4  Building parameterized reports

In the previous sections of the guide, you’ve learned how to start using R, how to import and clean data, and how to analyze and visualize data. You’ve written R scripts and generated outputs, that you can of course use to build a report using whatever software you would like.

This section, however, will introduce you to an open source publishing system that works with R to easily create reports using R code in a variety of formats.

4.1 Installing Quarto

Quarto is built-in to R Studio, so there’s likely nothing extra that you have to do. For Visual Studio Code, you’ll need to install the Quarto extension and Quarto itself from https://quarto.org/docs/get-started/. When you begin a Quarto project that includes .pdf output, you’ll be prompted to install TinyTex by using the OS Terminal command quarto install tinytex.

Using Quarto will require the R packages rmarkdown and knitr.

4.2 Creating a Quarto document

Quarto documents use the .qmd extension, since Quarto makes extensive use of the markdown syntax. Markdown is a relatively simple coding scheme that is designed to be both human- and machine-readable.

Tip

Markdown is used extensively across the modern web, including at Reddit and Discord. GitHub, which we’ll discuss in Chapter 5, uses Markdown for its README.md files to allow developers to share info about their projects in a visually appealing manner.
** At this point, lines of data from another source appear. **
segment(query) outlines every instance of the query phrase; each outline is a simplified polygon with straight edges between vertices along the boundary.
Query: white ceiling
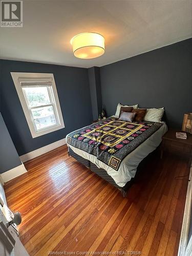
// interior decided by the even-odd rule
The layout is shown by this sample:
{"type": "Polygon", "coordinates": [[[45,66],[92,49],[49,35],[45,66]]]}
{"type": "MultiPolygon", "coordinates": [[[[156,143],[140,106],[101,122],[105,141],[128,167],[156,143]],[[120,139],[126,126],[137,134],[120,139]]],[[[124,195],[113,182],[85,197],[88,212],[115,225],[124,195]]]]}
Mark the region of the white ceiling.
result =
{"type": "Polygon", "coordinates": [[[1,28],[1,58],[100,67],[191,37],[191,0],[28,0],[23,15],[23,28],[1,28]],[[105,52],[78,59],[70,39],[90,31],[105,52]]]}

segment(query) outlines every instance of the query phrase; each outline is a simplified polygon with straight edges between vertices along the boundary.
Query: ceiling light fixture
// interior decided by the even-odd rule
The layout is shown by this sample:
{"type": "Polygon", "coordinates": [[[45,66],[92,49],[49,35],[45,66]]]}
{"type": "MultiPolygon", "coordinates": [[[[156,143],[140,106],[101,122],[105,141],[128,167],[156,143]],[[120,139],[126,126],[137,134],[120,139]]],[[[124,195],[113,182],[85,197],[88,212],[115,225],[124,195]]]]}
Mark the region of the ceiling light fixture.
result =
{"type": "Polygon", "coordinates": [[[103,54],[104,38],[97,33],[84,32],[74,36],[70,41],[73,54],[81,59],[92,59],[103,54]]]}

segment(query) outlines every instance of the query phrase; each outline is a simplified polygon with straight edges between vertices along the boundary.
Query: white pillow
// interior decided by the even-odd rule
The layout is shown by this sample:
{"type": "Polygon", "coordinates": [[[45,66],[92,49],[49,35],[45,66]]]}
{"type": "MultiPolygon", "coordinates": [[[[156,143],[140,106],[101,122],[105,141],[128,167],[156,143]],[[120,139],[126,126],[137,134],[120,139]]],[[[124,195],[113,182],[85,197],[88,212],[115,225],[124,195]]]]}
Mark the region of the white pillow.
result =
{"type": "Polygon", "coordinates": [[[147,109],[143,121],[160,122],[163,116],[164,108],[160,109],[147,109]]]}
{"type": "Polygon", "coordinates": [[[128,106],[127,105],[122,105],[120,103],[117,106],[116,113],[115,113],[115,117],[119,117],[120,114],[120,110],[121,109],[121,106],[132,106],[133,109],[138,109],[138,104],[137,105],[134,105],[133,106],[128,106]]]}

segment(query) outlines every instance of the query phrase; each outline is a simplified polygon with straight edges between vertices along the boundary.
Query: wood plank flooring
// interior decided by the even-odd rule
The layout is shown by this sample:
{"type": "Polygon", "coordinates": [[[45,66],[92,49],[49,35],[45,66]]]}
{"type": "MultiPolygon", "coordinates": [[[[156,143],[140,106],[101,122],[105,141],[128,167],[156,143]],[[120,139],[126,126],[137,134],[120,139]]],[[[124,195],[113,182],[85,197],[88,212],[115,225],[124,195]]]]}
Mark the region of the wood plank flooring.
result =
{"type": "MultiPolygon", "coordinates": [[[[30,255],[49,251],[140,251],[176,255],[187,177],[185,159],[153,153],[127,197],[72,157],[66,145],[25,163],[28,173],[5,186],[19,211],[22,242],[30,255]]],[[[76,254],[78,253],[75,253],[76,254]]]]}

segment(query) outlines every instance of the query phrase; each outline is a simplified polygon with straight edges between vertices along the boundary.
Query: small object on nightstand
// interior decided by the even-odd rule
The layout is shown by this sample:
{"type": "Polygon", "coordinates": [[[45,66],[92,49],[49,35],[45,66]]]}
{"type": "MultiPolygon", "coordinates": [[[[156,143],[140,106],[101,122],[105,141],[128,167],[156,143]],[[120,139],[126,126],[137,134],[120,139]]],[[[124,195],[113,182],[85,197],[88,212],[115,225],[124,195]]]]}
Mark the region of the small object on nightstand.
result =
{"type": "Polygon", "coordinates": [[[182,130],[186,133],[192,134],[192,113],[184,115],[182,130]]]}
{"type": "Polygon", "coordinates": [[[187,134],[187,138],[180,139],[176,137],[176,131],[169,130],[162,137],[161,146],[161,158],[164,151],[176,153],[179,156],[185,155],[192,159],[192,134],[187,134]]]}
{"type": "Polygon", "coordinates": [[[93,121],[92,121],[92,123],[97,123],[97,122],[98,122],[99,121],[99,120],[98,119],[97,119],[97,120],[94,120],[93,121]]]}
{"type": "Polygon", "coordinates": [[[186,133],[176,133],[176,138],[178,139],[186,139],[187,135],[186,133]]]}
You can create a Quarto document simply by creating a new file with the extension .qmd. However, both R Studio and Visual Studio Code include menus to utilize templates that give you a great place to start. Go ahead and start a new Quarto project.

Quarto document header

The first section of a Quarto document is the header. The header is comprised of a special series of tags that define how the document should be rendered, in a format called YAML1. A very simple such example is to simply define the document’s title:

---
title: "New Quarto Project"
---

The Quarto authoring tutorial introduces you to additional options that you can define in the YAML header.

Basic markdown

Next, we can begin to write out the explanatory text in our document. It is of course helpful to break our document into sections. It is simple to arrange cascading sections by using the # symbol. Using two such symbols consecutively, ##, defines a top-level section header, while additional ones (###, ####) define additional levels.

Within regular text you can add links in different ways:

As well as emphasize text:

  • *italics* renders as italics
  • **bold** renders as bold

We can use *, +, or - to create lists – they just have to have a blank line between the list and any text above.

The Quarto documentation has a great overview of the basics of Markdown.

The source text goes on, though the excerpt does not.